US real estate investment trusts posted led the gainers last week via Vanguard Real Estate Index Fund (VNQ). The ETF surged 6.3%, building on the previous week’s rally.
Despite VNQ’s strong results over the past two weeks, the price trend remains decidedly bearish. One factor that’s creating headwinds for REITs, which are prized for relatively high payout rates: stronger competition from governm ent bonds in the wake of recent rate hikes by the Federal Reserve, which is expected to lift rates again at this week’s policy meeting (Nov. 2). The 10-year Treasury yield, for example, is currently 4.02% (as of Oct. 28), which is modestly above the 3.89% trailing 12-month yield for VNQ, according to Mornignstar.com.
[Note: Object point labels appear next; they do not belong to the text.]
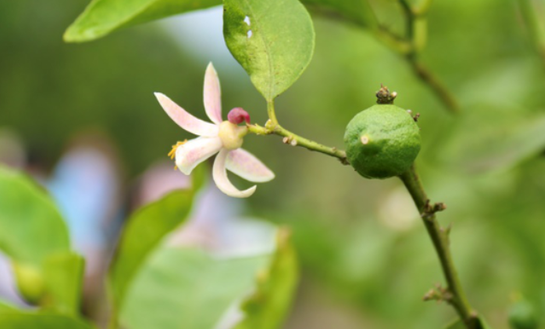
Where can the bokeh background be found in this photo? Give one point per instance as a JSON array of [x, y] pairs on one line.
[[82, 119]]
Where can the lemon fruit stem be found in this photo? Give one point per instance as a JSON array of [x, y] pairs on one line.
[[384, 96], [440, 238], [272, 127]]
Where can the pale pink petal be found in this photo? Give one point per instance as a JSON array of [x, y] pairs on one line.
[[212, 94], [247, 166], [195, 151], [222, 181], [185, 120]]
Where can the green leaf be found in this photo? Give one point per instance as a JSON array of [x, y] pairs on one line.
[[63, 276], [144, 231], [188, 289], [31, 227], [102, 17], [272, 40], [21, 320], [268, 306], [357, 11]]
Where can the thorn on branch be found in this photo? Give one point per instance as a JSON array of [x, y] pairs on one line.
[[289, 140], [430, 210], [439, 293]]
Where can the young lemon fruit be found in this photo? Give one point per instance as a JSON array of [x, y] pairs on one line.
[[383, 140]]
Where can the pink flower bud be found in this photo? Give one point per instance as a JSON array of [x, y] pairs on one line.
[[238, 115]]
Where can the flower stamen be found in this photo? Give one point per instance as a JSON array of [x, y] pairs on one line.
[[172, 152]]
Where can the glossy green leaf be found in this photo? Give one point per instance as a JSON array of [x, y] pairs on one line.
[[267, 307], [188, 289], [272, 40], [102, 17], [63, 276], [21, 320], [31, 227], [143, 232]]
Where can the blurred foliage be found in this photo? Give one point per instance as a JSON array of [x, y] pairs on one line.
[[378, 264]]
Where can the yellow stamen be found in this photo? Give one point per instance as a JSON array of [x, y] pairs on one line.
[[172, 152]]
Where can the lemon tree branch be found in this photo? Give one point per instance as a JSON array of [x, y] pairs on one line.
[[454, 293]]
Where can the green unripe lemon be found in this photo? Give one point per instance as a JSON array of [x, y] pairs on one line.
[[523, 316], [30, 282], [382, 141]]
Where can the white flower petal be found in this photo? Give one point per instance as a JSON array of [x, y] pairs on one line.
[[195, 151], [212, 94], [185, 120], [222, 181], [247, 166]]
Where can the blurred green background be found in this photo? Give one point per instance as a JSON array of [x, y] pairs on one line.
[[366, 259]]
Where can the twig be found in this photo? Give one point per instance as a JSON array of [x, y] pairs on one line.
[[440, 239], [535, 30], [296, 140]]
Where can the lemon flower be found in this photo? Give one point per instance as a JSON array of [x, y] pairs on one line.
[[222, 137]]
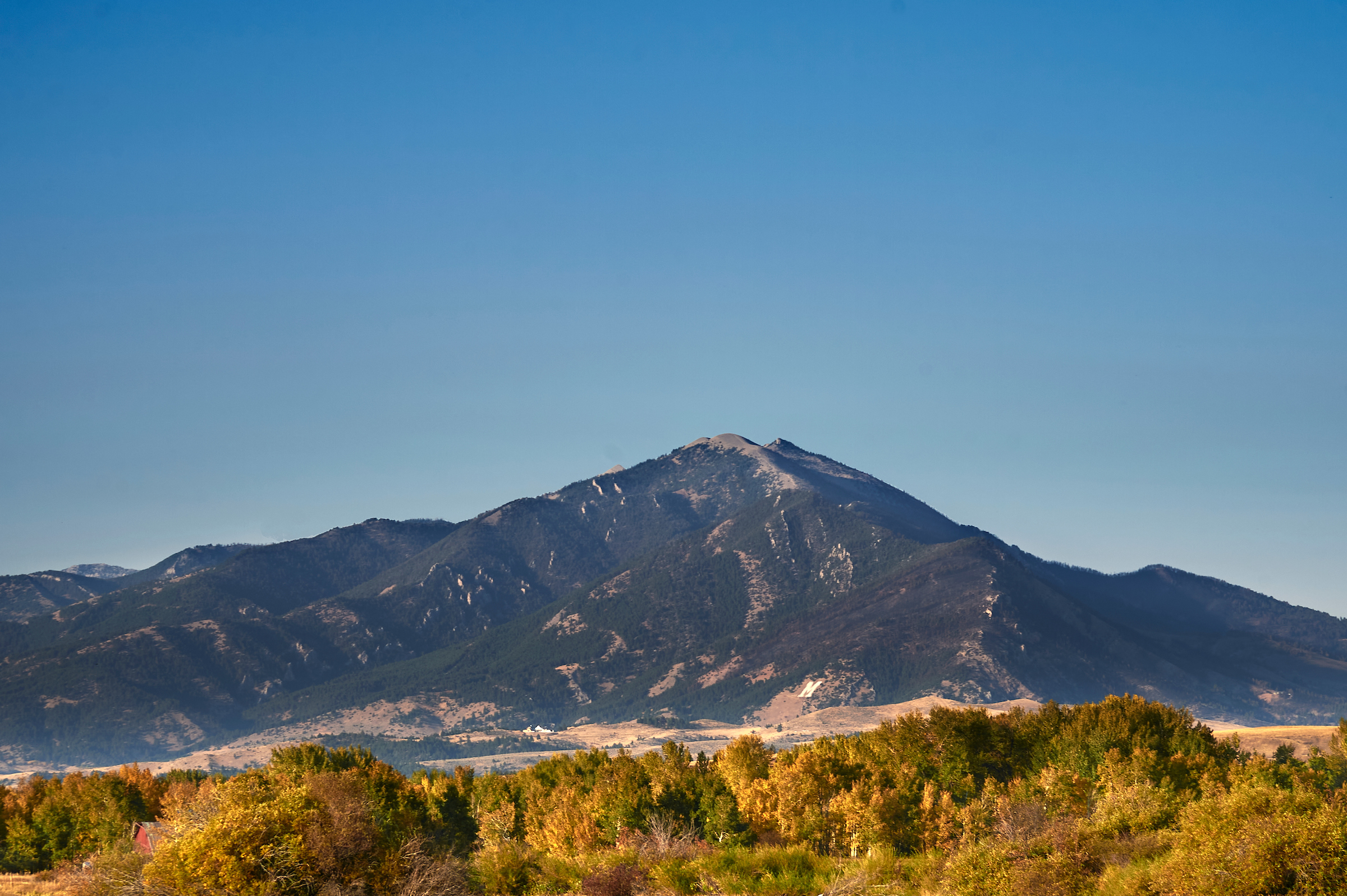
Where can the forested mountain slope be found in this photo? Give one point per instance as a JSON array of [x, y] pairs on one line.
[[722, 580]]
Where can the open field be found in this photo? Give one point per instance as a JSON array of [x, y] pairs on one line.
[[41, 884], [704, 735]]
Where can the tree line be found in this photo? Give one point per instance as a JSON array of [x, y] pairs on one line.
[[1119, 797]]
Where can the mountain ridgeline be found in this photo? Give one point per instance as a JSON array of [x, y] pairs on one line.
[[724, 580]]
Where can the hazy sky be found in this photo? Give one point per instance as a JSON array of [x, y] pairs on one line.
[[1074, 273]]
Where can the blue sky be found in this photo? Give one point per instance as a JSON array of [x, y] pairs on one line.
[[1071, 273]]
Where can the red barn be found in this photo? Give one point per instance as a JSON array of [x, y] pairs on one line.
[[146, 836]]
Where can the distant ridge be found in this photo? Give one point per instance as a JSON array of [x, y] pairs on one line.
[[99, 571], [753, 584]]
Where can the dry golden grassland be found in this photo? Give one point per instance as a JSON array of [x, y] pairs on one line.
[[39, 884]]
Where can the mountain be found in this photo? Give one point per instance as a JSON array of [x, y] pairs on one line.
[[42, 593], [724, 580], [99, 571]]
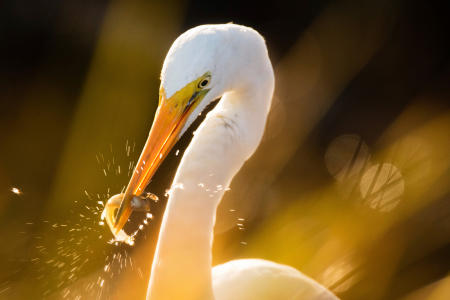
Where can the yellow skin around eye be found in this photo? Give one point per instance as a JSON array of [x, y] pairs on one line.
[[170, 118], [182, 96]]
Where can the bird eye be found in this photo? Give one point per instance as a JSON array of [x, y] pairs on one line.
[[202, 84]]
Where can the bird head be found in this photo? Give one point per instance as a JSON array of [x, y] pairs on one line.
[[201, 65]]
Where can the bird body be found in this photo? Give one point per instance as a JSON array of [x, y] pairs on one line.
[[207, 62]]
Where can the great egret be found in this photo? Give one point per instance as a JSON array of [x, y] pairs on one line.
[[203, 64]]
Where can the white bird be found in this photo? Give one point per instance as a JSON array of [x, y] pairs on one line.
[[203, 64]]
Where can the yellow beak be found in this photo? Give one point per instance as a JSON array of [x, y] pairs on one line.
[[170, 119]]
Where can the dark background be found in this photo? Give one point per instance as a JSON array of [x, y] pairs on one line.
[[59, 57]]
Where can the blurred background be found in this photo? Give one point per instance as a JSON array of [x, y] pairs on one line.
[[350, 184]]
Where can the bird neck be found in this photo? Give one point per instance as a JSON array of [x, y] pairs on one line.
[[223, 142]]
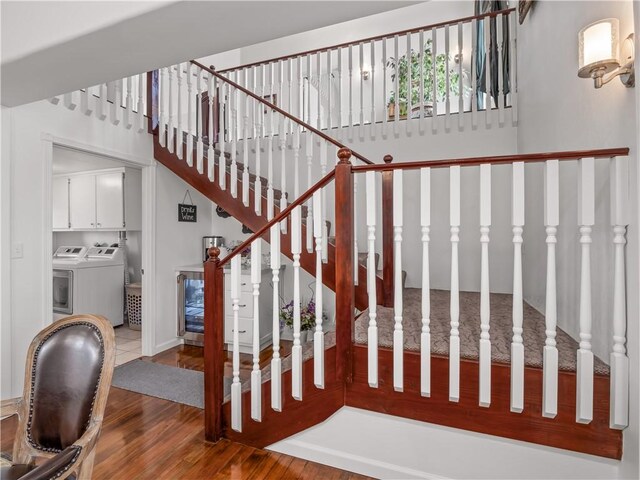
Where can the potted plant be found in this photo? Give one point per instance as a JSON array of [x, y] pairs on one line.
[[307, 318], [400, 67]]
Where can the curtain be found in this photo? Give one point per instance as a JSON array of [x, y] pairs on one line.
[[482, 7]]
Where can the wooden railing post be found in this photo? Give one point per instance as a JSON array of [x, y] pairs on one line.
[[345, 293], [213, 345], [387, 235]]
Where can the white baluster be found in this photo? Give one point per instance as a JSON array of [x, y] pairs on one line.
[[309, 230], [513, 94], [170, 122], [296, 350], [398, 335], [191, 99], [474, 73], [500, 42], [485, 311], [550, 357], [245, 146], [256, 375], [517, 345], [128, 112], [236, 386], [85, 103], [162, 112], [396, 89], [69, 101], [385, 115], [372, 332], [454, 338], [222, 124], [586, 220], [447, 78], [318, 336], [460, 79], [276, 364], [409, 85], [356, 262], [425, 335], [103, 103], [233, 99], [140, 114], [487, 71], [619, 361], [434, 82]]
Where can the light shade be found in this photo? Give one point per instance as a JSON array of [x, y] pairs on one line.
[[598, 45]]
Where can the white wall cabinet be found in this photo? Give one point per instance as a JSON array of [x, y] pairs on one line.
[[98, 200]]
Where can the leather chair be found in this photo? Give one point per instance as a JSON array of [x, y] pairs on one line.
[[67, 380]]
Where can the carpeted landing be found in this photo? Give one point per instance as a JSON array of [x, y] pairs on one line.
[[500, 329]]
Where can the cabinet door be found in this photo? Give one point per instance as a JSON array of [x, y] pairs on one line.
[[109, 200], [60, 203], [82, 201]]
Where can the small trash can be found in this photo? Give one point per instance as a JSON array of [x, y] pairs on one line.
[[134, 305]]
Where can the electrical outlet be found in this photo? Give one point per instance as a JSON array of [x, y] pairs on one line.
[[17, 250]]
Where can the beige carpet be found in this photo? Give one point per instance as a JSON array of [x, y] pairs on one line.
[[500, 331]]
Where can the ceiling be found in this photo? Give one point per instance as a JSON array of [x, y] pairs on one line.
[[83, 46]]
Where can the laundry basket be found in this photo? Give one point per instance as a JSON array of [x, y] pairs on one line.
[[134, 305]]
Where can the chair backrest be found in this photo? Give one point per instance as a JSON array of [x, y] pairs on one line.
[[68, 375]]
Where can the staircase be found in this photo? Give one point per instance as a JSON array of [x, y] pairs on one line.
[[231, 131]]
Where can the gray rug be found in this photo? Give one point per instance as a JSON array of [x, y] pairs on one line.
[[163, 381]]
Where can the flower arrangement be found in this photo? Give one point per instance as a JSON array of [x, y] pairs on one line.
[[307, 315]]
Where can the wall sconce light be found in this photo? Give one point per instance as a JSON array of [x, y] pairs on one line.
[[599, 54]]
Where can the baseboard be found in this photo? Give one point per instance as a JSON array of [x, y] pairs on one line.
[[347, 461], [174, 342]]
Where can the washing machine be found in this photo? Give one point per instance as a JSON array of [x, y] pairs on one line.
[[89, 280]]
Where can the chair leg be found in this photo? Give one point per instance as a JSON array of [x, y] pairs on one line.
[[86, 467]]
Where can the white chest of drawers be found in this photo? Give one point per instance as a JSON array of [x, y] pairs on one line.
[[245, 314]]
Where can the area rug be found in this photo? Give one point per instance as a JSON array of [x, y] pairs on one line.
[[163, 381]]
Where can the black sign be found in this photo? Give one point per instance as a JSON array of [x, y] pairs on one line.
[[187, 213]]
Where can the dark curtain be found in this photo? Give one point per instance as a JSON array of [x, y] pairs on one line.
[[482, 7]]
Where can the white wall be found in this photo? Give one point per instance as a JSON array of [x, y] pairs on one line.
[[559, 111], [25, 155]]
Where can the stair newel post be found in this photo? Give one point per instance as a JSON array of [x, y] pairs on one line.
[[190, 114], [619, 361], [213, 345], [387, 235], [345, 303]]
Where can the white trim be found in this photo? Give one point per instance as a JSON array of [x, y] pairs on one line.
[[351, 462], [149, 288], [148, 230]]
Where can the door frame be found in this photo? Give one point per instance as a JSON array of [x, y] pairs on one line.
[[148, 167]]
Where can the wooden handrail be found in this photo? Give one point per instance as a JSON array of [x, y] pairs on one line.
[[281, 112], [281, 216], [497, 160], [369, 39]]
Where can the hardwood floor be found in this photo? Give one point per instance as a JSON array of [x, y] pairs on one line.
[[148, 438]]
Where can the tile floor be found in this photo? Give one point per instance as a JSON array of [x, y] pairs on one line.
[[128, 344]]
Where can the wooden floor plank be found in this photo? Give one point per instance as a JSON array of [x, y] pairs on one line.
[[147, 438]]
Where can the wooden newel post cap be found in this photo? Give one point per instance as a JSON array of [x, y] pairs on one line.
[[214, 253], [344, 154]]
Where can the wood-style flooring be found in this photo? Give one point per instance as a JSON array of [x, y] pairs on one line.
[[148, 438]]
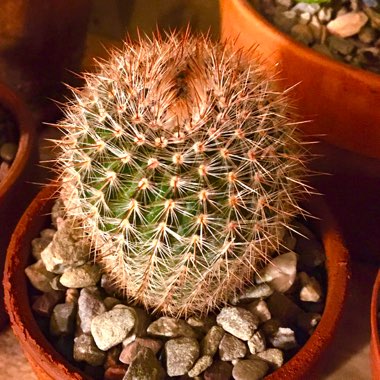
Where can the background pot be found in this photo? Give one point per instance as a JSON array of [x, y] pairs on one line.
[[342, 101], [48, 364], [41, 45], [15, 192], [375, 338]]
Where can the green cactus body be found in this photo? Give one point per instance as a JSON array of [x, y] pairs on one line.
[[183, 169]]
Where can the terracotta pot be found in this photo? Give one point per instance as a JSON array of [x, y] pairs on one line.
[[375, 337], [342, 101], [48, 364], [14, 185], [41, 46]]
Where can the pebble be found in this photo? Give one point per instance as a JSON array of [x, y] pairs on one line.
[[39, 244], [200, 365], [116, 372], [170, 328], [237, 321], [181, 355], [340, 45], [62, 319], [8, 152], [81, 277], [90, 305], [311, 290], [112, 327], [39, 276], [273, 356], [374, 17], [85, 350], [211, 341], [4, 168], [252, 293], [283, 339], [283, 308], [231, 348], [260, 309], [145, 366], [45, 303], [302, 33], [257, 343], [218, 371], [308, 321], [129, 352], [251, 369], [306, 8], [367, 35], [348, 24], [280, 273], [66, 250]]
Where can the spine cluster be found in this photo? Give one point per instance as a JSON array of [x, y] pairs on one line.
[[183, 168]]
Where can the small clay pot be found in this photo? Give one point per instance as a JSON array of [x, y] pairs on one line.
[[375, 337], [341, 101], [15, 192], [48, 364]]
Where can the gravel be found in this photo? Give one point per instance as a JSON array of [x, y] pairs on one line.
[[348, 31], [99, 332]]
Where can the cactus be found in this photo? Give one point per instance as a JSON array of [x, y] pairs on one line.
[[182, 166]]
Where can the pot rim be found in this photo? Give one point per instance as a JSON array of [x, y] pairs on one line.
[[375, 346], [243, 6], [25, 124], [36, 344]]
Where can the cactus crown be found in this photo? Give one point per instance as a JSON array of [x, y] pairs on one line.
[[183, 168]]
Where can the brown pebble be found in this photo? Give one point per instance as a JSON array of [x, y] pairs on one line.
[[116, 372], [4, 168], [219, 371]]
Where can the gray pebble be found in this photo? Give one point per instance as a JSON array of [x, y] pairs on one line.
[[260, 309], [308, 321], [238, 322], [170, 328], [112, 327], [257, 343], [44, 304], [280, 273], [283, 308], [251, 369], [340, 45], [130, 351], [81, 277], [39, 276], [90, 305], [8, 152], [231, 348], [145, 366], [62, 319], [311, 290], [181, 355], [85, 350], [66, 250], [273, 356], [211, 341], [253, 292], [283, 339]]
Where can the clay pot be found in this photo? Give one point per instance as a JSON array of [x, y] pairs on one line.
[[14, 185], [48, 364], [41, 46], [375, 337], [342, 101]]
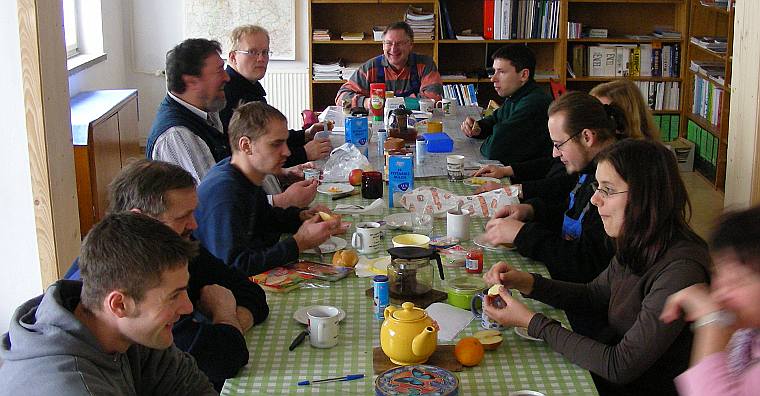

The only slice of the major asset classes to lose ground last week: equities in emerging markets via Vanguard Emerging Markets Stock Index Fund (VWO), which fell 3.2%, closing near its lowest level in 2-1/2 years.
Last week’s broad-based rally lifted the Global Market Index (GMI.F), an unmanaged benchmark, maintained by CapitalSpectator.com. This index holds all the major asset classes (except cash) in market-value weights via ETFs and represents a competitive measure for multi-asset-class portfolio strategies overall. GMI.F posted another strong gain last week, rising 3.3% (red line in chart below).
Turning to the one-year trend, not much changed after last week’s trading. Commodities (GCC) remain the only gainer for the major asset classes. GCC is up a modest 3.4% over the past year, the lone winner vs. the rest of the field.
GMI.F is down 18.8% for the past year.
Comparing the major asset classes through a drawdown lens continues to show steep declines from previous peaks across the board. The softest drawdown at the moment: US junk bonds (JNK) with a 12.5% drawdown. Meanwhile, emerging markets stocks (VWO) reflect the deepest peak-to-trough decline with a roughly 34% slide.
GMI.F’s drawdown: -20.1% (green line in chart below).